In [2]:
import numpy as np
import matplotlib.pyplot as plt
from keras.utils import to_categorical as make_class_categorical
import _pickle as pickle
from tqdm import tqdm

Using TensorFlow backend.


In [3]:
def LoadBatch(filename):
    """
    Loads batch based on the given filename and produces the X, Y, and y arrays

    :param filename: Path of the file
    :return: X, Y and y arrays
    """

    # borrowed from https://www.cs.toronto.edu/~kriz/cifar.html
    def unpickle(file):
        with open(file, 'rb') as fo:
            dict = pickle.load(fo, encoding='bytes')
        return dict

    dictionary = unpickle(filename)

    # borrowed from https://stackoverflow.com/questions/16977385/extract-the-nth-key-in-a-python-dictionary?utm_medium=organic&utm_source=google_rich_qa&utm_campaign=google_rich_qa
    def ix(dic, n):  # don't use dict as  a variable name
        try:
            return list(dic)[n]  # or sorted(dic)[n] if you want the keys to be sorted
        except IndexError:
            print('not enough keys')

    garbage = ix(dictionary, 1)
    y = dictionary[garbage]
    Y = np.transpose(make_class_categorical(y, 10))
    garbage = ix(dictionary, 2)
    X = np.transpose(dictionary[garbage]) / 255

    return X, Y, y

### EXERCISE 1: Upgrade your code from assignment 2 so that you can train a k-layer network.
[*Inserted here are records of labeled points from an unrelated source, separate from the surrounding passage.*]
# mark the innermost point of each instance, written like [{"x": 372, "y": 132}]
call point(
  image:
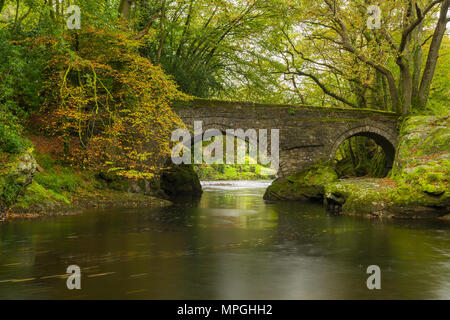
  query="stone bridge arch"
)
[
  {"x": 307, "y": 134},
  {"x": 385, "y": 138}
]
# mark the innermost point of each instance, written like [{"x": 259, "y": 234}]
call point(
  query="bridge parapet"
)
[{"x": 308, "y": 134}]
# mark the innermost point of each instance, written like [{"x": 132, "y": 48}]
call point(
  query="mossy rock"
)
[
  {"x": 16, "y": 174},
  {"x": 181, "y": 180},
  {"x": 303, "y": 185}
]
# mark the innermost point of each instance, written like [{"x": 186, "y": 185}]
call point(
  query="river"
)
[{"x": 230, "y": 244}]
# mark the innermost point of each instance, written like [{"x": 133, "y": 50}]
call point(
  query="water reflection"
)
[{"x": 229, "y": 245}]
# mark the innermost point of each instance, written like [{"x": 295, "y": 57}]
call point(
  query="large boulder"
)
[
  {"x": 181, "y": 180},
  {"x": 419, "y": 183},
  {"x": 16, "y": 174},
  {"x": 308, "y": 184}
]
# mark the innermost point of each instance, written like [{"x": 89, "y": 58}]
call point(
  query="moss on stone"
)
[
  {"x": 16, "y": 174},
  {"x": 181, "y": 180},
  {"x": 306, "y": 184}
]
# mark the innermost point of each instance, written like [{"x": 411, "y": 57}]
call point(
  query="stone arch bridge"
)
[{"x": 307, "y": 134}]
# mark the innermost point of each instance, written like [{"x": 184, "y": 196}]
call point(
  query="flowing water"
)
[{"x": 230, "y": 244}]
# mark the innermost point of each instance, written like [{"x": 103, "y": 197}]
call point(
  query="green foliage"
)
[
  {"x": 57, "y": 177},
  {"x": 360, "y": 156}
]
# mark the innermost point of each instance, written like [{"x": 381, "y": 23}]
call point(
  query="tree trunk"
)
[{"x": 433, "y": 54}]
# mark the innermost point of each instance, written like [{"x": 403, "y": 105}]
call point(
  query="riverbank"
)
[
  {"x": 417, "y": 186},
  {"x": 33, "y": 184}
]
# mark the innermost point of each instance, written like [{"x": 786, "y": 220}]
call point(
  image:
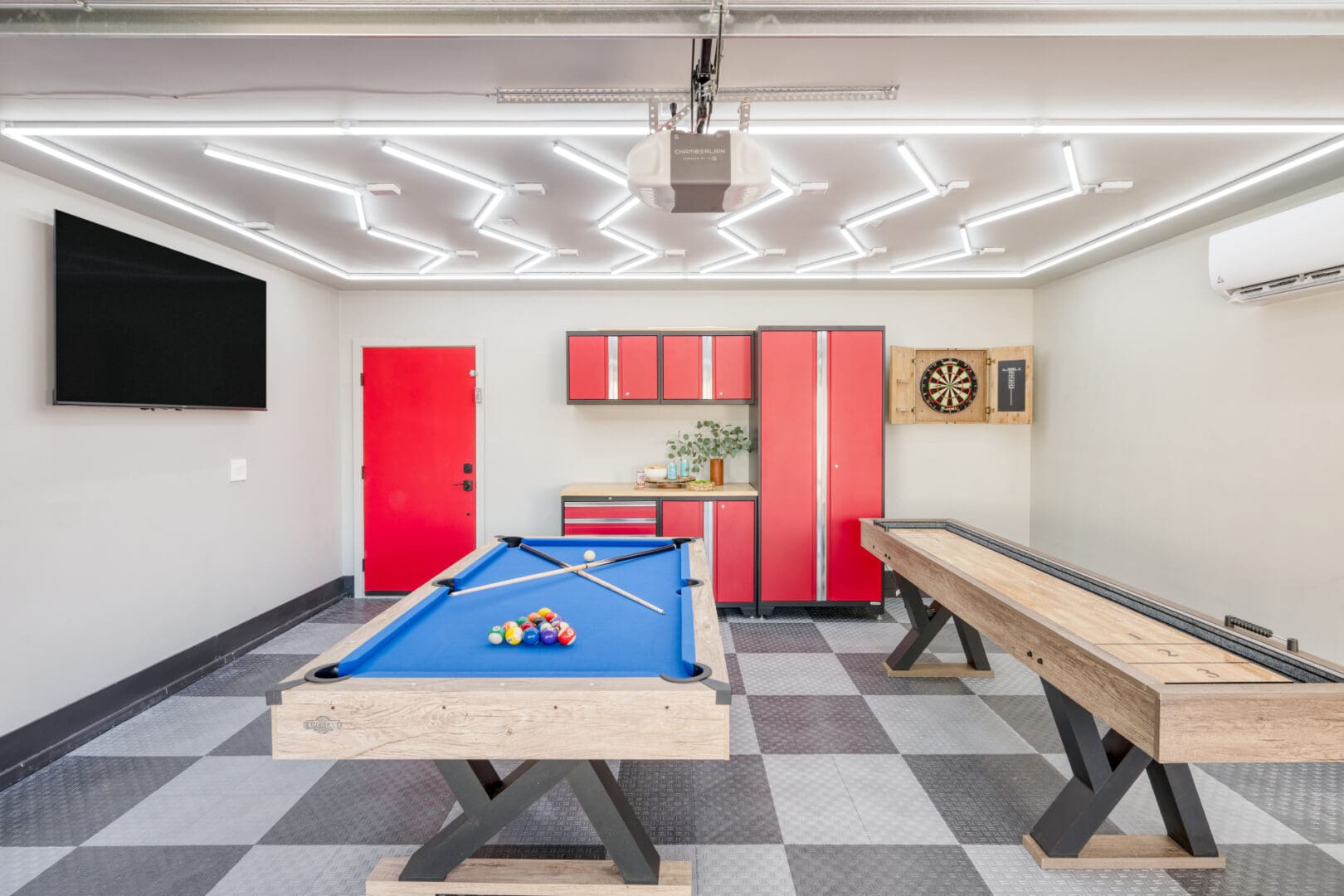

#### Weight initialization

In [4]:
def initialize_weights(shapes_list, std=0.001):
    """
    Initializes the weight and bias arrays for the 2 layers of the network

    :param shapes_list: List that contains the shapes of the weight matrices of each layer. The number of layers can be found through
                        estimating the length of this list.
    :param variance (optional): The variance of the normal distribution that will be used for the initialization of the weights

    :return: Weights and bias arrays for each layer of the network stored in lists
    """

    np.random.seed(400)

    weights = []
    biases = []

    for shape in shapes_list:

        W = np.random.normal(0, std, size=(shape[0], shape[1]))
        b = np.zeros(shape=(shape[0], 1))

        weights.append(W)
        biases.append(b)

    return weights, biases

#### Activation function

In [13]:
def ReLU(x):
    """
    Rectified Linear Unit function

    :param x: Input to the function

    :return: Output of ReLU(x)
    """

    return np.maximum(x, 0)

#### Classifier Evaluation

In [14]:
def softmax(X, theta=1.0, axis=None):
    """
    Softmax over numpy rows and columns, taking care for overflow cases
    Many thanks to https://nolanbconaway.github.io/blog/2017/softmax-numpy
    Usage: Softmax over rows-> axis =0, softmax over columns ->axis =1

    :param X: ND-Array. Probably should be floats.
    :param theta: float parameter, used as a multiplier prior to exponentiation. Default = 1.0
    :param axis (optional): axis to compute values along. Default is the first non-singleton axis.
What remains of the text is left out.